Depuis le mois dernier, six personnes ont contracté le paludisme tropical - la forme la plus dangereuse de la maladie - en lien avec leur travail à l'aéroport. Deux sont décédées : l'une a commencé à présenter des symptômes début juillet, l'autre à la mi-août. Les quatre autres infectés ont été traités à l'hôpital et sont maintenant hors de danger, selon le département de la santé publique de Francfort.

Les responsables ont envoyé des lettres à tous les employés de l'aéroport, les exhortant à la vigilance et à la connaissance des symptômes. On demande aux médecins de surveiller les patients présentant une fièvre inexpliquée qui travaillent dans ou autour de l'aéroport. Parce que rien ne dit « défi diagnostique » comme une maladie qui se présente comme une fièvre sans source évidente.

Le site Web du département de la santé reconnaît l'existence du « paludisme d'aéroport », où des moustiques provenant de zones d'endémie palustre font du stop dans les cabines d'avion ou les soutes à bagages. C'est un « événement très rare », ce qui signifie qu'il est facilement négligé, entraînant un diagnostic tardif et un risque de décès plus élevé. Mais bon, au moins la transmission interhumaine n'est pas possible - petites miséricordes.

L'Institut Robert Koch, l'agence allemande de contrôle et de prévention des maladies, pense que le coupable était un moustique Anopheles stephensi importé par avion.
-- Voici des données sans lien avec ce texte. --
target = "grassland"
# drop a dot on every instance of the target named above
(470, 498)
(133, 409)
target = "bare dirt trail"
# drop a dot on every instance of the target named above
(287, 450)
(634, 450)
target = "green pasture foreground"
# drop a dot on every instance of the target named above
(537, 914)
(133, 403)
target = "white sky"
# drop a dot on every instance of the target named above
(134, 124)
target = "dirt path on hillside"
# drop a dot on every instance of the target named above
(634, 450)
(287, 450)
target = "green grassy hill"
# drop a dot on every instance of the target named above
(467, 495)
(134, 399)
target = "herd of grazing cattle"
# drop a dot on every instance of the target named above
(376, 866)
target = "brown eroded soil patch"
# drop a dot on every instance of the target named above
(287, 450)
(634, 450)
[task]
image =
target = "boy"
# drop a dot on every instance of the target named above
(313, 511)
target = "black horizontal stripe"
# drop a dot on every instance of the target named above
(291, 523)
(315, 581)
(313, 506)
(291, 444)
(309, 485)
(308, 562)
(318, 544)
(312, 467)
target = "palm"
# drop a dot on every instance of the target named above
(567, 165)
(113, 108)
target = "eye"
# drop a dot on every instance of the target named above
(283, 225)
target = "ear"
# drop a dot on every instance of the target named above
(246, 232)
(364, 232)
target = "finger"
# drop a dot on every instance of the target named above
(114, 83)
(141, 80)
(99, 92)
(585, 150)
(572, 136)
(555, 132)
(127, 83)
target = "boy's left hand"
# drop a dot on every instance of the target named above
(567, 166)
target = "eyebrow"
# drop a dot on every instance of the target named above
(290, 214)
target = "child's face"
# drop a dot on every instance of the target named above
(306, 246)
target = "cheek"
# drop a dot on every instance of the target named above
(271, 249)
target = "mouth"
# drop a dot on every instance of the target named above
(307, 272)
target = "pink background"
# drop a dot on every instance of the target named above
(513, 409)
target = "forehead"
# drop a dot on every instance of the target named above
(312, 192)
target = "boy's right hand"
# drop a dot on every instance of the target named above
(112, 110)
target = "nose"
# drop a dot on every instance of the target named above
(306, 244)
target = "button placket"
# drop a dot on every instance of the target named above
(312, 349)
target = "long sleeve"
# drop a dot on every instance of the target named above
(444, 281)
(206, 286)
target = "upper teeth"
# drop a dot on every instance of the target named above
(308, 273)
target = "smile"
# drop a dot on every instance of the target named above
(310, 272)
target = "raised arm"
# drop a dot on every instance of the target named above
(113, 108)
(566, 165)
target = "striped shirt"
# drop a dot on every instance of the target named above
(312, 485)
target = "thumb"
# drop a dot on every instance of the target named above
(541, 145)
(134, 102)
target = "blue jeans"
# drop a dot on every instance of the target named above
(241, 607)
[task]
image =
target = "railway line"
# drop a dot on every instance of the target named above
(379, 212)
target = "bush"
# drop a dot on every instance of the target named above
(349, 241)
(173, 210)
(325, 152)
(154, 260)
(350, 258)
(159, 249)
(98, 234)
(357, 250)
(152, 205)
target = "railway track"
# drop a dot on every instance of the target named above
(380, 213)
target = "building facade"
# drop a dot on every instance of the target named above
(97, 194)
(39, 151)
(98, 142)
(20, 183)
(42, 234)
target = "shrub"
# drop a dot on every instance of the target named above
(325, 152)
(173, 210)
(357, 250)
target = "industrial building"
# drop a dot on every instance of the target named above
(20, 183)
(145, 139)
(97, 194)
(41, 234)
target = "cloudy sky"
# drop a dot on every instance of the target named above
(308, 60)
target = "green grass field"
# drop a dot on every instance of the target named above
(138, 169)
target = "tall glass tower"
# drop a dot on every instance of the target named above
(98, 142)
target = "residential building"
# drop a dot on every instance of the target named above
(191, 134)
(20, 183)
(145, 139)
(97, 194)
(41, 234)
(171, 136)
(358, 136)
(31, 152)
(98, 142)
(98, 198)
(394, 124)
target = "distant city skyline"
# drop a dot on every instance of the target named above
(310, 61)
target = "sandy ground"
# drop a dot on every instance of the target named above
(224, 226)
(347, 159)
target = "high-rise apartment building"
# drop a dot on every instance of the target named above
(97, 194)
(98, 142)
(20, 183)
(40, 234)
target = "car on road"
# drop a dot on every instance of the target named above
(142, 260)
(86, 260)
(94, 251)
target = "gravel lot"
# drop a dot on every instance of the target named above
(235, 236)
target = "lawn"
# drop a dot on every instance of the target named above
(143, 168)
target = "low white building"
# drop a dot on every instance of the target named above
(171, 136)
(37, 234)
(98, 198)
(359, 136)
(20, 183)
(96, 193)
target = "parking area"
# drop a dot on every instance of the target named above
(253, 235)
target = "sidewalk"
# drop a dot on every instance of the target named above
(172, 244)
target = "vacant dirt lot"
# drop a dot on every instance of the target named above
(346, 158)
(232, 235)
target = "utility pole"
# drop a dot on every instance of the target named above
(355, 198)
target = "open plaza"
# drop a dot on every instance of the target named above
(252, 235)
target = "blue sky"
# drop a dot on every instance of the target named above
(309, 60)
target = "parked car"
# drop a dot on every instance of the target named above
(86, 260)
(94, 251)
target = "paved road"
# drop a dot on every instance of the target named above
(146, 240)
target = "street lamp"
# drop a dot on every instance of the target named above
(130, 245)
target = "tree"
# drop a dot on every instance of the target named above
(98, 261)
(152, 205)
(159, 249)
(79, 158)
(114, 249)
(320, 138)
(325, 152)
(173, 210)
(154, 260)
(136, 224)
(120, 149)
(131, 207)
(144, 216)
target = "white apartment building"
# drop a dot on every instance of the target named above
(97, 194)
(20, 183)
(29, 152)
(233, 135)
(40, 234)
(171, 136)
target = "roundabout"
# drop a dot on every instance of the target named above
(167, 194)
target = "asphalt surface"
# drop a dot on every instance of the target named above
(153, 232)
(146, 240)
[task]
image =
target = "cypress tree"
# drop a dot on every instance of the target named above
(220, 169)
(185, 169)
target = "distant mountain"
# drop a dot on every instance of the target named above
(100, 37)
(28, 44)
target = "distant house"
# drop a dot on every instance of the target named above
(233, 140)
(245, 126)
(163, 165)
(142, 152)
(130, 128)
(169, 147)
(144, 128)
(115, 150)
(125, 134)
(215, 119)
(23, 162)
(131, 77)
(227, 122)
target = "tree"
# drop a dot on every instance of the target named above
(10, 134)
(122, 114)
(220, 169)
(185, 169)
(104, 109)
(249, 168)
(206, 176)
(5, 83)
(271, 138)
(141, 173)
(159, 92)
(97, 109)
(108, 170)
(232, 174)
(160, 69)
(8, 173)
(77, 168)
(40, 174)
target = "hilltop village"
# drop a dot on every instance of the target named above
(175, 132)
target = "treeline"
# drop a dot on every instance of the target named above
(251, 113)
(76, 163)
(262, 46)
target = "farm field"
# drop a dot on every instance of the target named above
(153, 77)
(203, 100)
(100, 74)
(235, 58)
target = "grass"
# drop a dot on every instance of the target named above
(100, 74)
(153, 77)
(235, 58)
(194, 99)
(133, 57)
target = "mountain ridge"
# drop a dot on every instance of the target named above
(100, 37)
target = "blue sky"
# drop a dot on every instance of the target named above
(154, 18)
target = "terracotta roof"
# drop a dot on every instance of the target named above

Fraport, l'opérateur de l'aéroport, a installé des pièges et attrapé quelques moustiques, qui sont maintenant examinés dans un laboratoire de médecine tropicale à Anvers, en Belgique. Rien de tel qu'une enquête transfrontalière sur les moustiques.

Peter Tinnemann, chef du département de la santé de Francfort, a déclaré à la Hessische Rundfunk : « Le moustique est probablement déjà mort. » Rassurant, sinon entièrement concluant. Il a noté que les températures plus chaudes en Allemagne augmentent les chances de survie des moustiques, mais que le risque pour la population générale est faible. « Tout le monde ne devrait pas supposer que parce qu'il a mal à la tête, de la fièvre et des symptômes non spécifiques, il est maintenant infecté par le paludisme à cause du cas à l'aéroport », a-t-il ajouté. Un conseil judicieux, mais essayez de le dire à l'hypocondriaque qui sommeille en chacun de nous.
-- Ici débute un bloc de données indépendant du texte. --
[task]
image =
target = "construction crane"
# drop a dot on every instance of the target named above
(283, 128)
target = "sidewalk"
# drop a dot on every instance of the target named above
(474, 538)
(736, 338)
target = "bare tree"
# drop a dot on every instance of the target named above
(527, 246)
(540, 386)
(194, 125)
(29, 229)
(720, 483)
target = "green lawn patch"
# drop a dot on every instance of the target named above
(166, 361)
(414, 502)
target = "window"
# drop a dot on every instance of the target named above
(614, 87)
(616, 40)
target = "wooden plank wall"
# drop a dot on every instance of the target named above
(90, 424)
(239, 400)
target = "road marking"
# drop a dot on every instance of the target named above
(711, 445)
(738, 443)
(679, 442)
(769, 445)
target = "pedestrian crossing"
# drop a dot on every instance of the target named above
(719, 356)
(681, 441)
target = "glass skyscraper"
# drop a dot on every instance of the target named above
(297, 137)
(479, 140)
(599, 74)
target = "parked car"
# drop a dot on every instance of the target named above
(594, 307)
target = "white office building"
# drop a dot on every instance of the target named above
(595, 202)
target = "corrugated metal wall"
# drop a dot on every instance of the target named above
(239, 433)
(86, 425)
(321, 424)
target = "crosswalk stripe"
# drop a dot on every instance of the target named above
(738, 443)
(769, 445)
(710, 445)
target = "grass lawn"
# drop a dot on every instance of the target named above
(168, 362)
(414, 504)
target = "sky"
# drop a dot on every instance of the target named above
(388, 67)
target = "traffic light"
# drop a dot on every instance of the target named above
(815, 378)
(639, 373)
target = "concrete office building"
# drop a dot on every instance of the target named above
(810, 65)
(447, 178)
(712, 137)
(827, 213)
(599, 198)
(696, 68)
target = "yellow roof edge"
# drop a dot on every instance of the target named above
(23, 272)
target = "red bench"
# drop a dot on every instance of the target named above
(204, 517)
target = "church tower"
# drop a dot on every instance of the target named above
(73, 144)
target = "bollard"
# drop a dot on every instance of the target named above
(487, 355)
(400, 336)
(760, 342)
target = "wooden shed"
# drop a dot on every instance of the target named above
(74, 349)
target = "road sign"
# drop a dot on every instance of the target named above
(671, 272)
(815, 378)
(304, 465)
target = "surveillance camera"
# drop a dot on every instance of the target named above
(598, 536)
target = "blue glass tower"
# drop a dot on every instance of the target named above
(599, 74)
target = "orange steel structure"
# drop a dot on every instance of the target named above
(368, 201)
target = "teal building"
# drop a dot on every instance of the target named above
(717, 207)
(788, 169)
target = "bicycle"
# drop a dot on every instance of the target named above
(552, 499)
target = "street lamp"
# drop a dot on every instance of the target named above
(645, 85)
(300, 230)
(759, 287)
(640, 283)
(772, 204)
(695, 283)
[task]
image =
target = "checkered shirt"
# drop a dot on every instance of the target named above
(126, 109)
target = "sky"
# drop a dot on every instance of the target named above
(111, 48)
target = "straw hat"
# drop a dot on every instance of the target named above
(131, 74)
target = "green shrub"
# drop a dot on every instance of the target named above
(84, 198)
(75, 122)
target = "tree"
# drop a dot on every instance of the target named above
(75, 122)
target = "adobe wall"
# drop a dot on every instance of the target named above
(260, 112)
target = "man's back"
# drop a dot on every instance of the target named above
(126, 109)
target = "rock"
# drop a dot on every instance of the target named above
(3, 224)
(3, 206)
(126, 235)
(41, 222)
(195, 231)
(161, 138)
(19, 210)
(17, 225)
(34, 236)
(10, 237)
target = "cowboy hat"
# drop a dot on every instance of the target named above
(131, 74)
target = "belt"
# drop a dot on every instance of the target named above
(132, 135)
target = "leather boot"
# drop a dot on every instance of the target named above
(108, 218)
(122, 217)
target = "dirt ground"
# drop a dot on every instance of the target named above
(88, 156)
Néanmoins, l'augmentation des cas a incité à un examen des mesures existantes, y compris la désinsectisation des avions et l'élimination des lieux de reproduction. Une étude sur le paludisme d'aéroport et de bagages en Europe de 1969 à 2024 a trouvé 145 cas, dont neuf en Allemagne. La dernière épidémie à Francfort remonte à 2023, avec une seule infection traitée avec succès.

Environ 90 % de tous les cas de paludisme surviennent en Afrique subsaharienne. Les pays ayant des vols directs vers Francfort depuis cette région comprennent l'Éthiopie, le Kenya, le Nigeria et la Tanzanie - tous à haut risque. La Namibie et l'Afrique du Sud ont également des vols directs mais sont à risque modéré à faible. Donc, si vous volez vers Francfort depuis certaines destinations, pensez peut-être à emporter un insectifuge.